How much I made as a really good Engineer at Facebook - throwaway1525
https://medium.com/@anyengineer/how-much-i-made-as-a-really-good-engineer-at-facebook-9366151b52db
======
thrwaway_123
These post can rub people the wrong way, but personally I love seeing these
data points and would like to see more.

We often talk about engineers that were high performers in the right startup,
the right place at the right time and got massive exits. But we don't hear a
lot about it from established tech companies. There's very little data about
the range of rewards we see for high performers at different companies and the
difference can be very large.

I was a good performer at my old job and the most I ever got was a $5,000
bonus for exceptional performance and I though that was the norm.
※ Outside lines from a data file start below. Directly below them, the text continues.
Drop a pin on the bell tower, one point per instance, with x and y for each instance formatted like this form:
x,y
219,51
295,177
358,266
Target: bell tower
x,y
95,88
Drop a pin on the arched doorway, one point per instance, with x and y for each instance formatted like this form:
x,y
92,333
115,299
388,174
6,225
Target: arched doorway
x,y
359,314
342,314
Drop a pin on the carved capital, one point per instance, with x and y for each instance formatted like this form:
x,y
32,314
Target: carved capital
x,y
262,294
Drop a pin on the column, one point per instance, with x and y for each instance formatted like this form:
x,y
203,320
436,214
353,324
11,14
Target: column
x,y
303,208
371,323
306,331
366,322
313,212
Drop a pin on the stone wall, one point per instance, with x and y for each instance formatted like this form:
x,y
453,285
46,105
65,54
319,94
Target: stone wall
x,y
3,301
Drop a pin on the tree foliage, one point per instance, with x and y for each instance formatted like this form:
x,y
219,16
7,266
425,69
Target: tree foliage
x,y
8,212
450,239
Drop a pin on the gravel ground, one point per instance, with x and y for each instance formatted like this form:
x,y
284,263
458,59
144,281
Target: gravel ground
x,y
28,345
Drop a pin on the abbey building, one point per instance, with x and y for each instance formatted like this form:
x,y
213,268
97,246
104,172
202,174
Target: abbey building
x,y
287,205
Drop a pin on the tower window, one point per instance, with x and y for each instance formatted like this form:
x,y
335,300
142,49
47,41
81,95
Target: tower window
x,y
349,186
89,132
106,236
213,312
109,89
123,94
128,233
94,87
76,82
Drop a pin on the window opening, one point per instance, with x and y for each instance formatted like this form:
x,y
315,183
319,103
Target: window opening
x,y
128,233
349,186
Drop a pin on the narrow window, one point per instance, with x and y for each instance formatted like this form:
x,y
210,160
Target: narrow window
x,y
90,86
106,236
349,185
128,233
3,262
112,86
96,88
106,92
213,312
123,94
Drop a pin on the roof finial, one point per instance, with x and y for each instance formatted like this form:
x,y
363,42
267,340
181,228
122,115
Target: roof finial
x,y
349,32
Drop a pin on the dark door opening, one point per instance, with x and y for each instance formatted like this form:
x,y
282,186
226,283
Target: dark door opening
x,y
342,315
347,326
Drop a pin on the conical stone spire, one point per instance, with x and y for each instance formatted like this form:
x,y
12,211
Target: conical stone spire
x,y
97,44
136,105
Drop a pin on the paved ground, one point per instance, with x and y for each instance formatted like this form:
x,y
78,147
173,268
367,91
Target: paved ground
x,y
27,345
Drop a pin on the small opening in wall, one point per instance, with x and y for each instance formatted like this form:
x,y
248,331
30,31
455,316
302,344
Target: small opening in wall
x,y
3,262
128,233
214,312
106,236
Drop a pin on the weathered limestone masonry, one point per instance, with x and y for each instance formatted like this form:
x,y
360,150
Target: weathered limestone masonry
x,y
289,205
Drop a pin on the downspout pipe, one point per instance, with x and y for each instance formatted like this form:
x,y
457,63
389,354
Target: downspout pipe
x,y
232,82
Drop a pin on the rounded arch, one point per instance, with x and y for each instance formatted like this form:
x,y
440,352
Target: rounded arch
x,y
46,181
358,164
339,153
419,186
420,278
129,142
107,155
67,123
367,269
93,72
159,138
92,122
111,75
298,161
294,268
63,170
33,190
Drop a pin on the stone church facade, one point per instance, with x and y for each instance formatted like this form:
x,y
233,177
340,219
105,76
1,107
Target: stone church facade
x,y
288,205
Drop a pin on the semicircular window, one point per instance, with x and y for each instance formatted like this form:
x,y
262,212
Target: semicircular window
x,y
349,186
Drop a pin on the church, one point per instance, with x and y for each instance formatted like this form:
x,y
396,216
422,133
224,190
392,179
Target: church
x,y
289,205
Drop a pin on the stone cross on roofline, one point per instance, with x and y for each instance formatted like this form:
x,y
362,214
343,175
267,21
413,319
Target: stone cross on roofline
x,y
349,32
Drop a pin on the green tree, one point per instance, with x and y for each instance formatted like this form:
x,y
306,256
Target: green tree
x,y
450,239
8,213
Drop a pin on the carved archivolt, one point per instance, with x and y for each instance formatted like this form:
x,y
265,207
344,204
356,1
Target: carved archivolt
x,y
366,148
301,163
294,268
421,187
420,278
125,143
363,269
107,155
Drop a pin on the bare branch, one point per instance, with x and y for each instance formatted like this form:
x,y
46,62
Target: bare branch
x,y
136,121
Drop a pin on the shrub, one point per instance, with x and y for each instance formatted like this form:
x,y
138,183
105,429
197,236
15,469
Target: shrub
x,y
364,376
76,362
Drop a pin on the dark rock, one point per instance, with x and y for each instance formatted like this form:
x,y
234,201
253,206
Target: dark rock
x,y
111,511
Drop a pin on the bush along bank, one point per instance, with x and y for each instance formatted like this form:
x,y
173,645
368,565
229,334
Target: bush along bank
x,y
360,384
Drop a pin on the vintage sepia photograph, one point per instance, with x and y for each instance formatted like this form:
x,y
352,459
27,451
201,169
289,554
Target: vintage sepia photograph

The rest of
my story is very similar to the OP. I was looking at glassdoor and I though
the recruiter had over leveled me. I joined FB making nearly 3x my old salary.
My year 1-4 is almost identical to the OP. 4 years ago I didn't know this was
possible for high performing engineering ICs.

Thank you for sharing!

------
xupybd
Wow way to go. Its a different world inside a company like Facebook. I've only
ever worked for small struggling businesses. 9 years in and yet to break 100k.

------
theloneshark
Congratulations on all your success - hope it makes you feel good. You also
happen to be in the right place at the right time. This to make me feel good.